Last year at this time, I was of the view that, while the case for conviction might be a winning one on the merits, there was no actual likelihood of conviction, and that, therefore, there was little point in proceeding with impeachment. That being the case, it might be preferable, I believed then, to leave the decision to the American voters, who did indeed do in November what the Senate had failed to do in February. (At what cost, however, given all that transpired between February and November!)
Now, however, the issue is presidential misbehavior after the election, for which the the only remaining political sanction would seem to be impeachment, conviction, and disqualification. The 1876 impeachment and trial of Secretary of War, William Belknap, provides a precedent that leaving office does not confer immunity against impeachment and its possible consequences. But Belknap was acquitted, as Trump seems now likely also to be, which he and his supporters will presumably again interpret as exoneration.

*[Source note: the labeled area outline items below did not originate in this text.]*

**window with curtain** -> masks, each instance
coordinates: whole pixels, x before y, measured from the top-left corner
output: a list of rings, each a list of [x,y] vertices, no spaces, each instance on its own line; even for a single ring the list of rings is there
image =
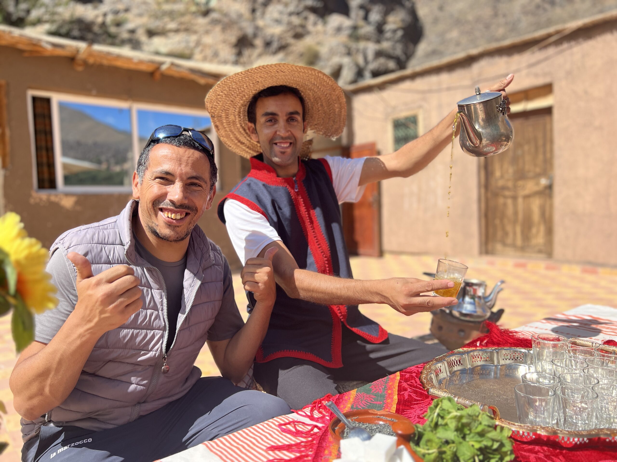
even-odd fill
[[[56,93],[33,94],[31,103],[39,190],[128,192],[155,128],[211,126],[205,111],[174,107]]]
[[[392,122],[394,134],[394,150],[400,149],[418,136],[418,115],[407,116],[394,119]]]

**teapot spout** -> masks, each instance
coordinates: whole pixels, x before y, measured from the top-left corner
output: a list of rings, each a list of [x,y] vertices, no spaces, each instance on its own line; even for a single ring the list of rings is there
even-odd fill
[[[471,123],[471,121],[469,120],[466,114],[463,111],[458,111],[458,117],[460,118],[461,125],[463,126],[463,129],[465,130],[465,134],[467,136],[467,139],[474,147],[477,148],[482,143],[482,135],[473,126],[473,124]]]
[[[495,303],[497,301],[497,295],[501,292],[503,288],[500,287],[502,284],[503,284],[505,281],[502,280],[499,281],[497,284],[495,285],[495,287],[493,290],[491,291],[491,293],[484,297],[484,304],[486,305],[486,307],[489,310],[492,309],[492,307],[495,306]]]

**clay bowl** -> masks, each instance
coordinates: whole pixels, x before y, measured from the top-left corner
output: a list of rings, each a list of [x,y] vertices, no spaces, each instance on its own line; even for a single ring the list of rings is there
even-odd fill
[[[412,455],[414,461],[421,462],[422,459],[412,449],[409,445],[409,440],[415,431],[413,424],[407,417],[403,417],[399,414],[385,411],[376,411],[375,409],[360,409],[355,411],[344,412],[343,415],[352,423],[362,422],[369,424],[388,424],[392,427],[392,431],[397,434],[396,447],[404,446]],[[339,420],[337,417],[330,422],[329,426],[330,435],[338,442],[341,439],[341,435],[345,429],[345,425]]]

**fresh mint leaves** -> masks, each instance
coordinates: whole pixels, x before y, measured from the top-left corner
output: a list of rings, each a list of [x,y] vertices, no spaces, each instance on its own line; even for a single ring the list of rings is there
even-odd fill
[[[435,400],[416,425],[412,447],[424,462],[507,462],[514,459],[511,430],[476,405],[467,408],[449,397]]]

Of course, the trial could have been begun while Trump was still in office, if the then-Leader McConnell had not delayed the proceedings. Yesterday's vote has now confirmed that there is not much likelihood of the Republican party changing its course, even after an incited mob's assault on the Capitol.
That said, what now is the point of proceeding to Trump's second trial, besides guaranteeing permanent historical opprobrium for Trump? Presumably, impeachment itself is something of a sanction. The mere prospect of leaving office having been impeached may indeed deter some presidents from such last-minute bad behavior, a worthwhile deterrent to be sure.

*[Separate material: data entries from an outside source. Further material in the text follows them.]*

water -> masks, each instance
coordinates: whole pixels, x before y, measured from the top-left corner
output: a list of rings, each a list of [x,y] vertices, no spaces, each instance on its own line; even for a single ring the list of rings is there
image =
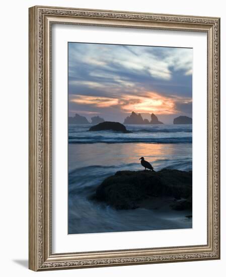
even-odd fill
[[[192,228],[184,211],[115,210],[90,198],[116,171],[142,170],[140,157],[157,171],[191,170],[191,125],[128,125],[126,134],[90,126],[69,125],[68,234]]]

In the long-term, however, the real deterrent would be to elect better presidents, who accept the norms of law and constitutional democratic governance - and, while we're at it, Senators who do too!
Meanwhile, absent an unusual bipartisan consensus, the likes of which should not be expected in our currently polarized politics, it would seem that the impeachment provisions in the Constitution (as far as presidents are concerned) have become moot again, as they were for over 100 years after the unsuccessful precedent of 1868.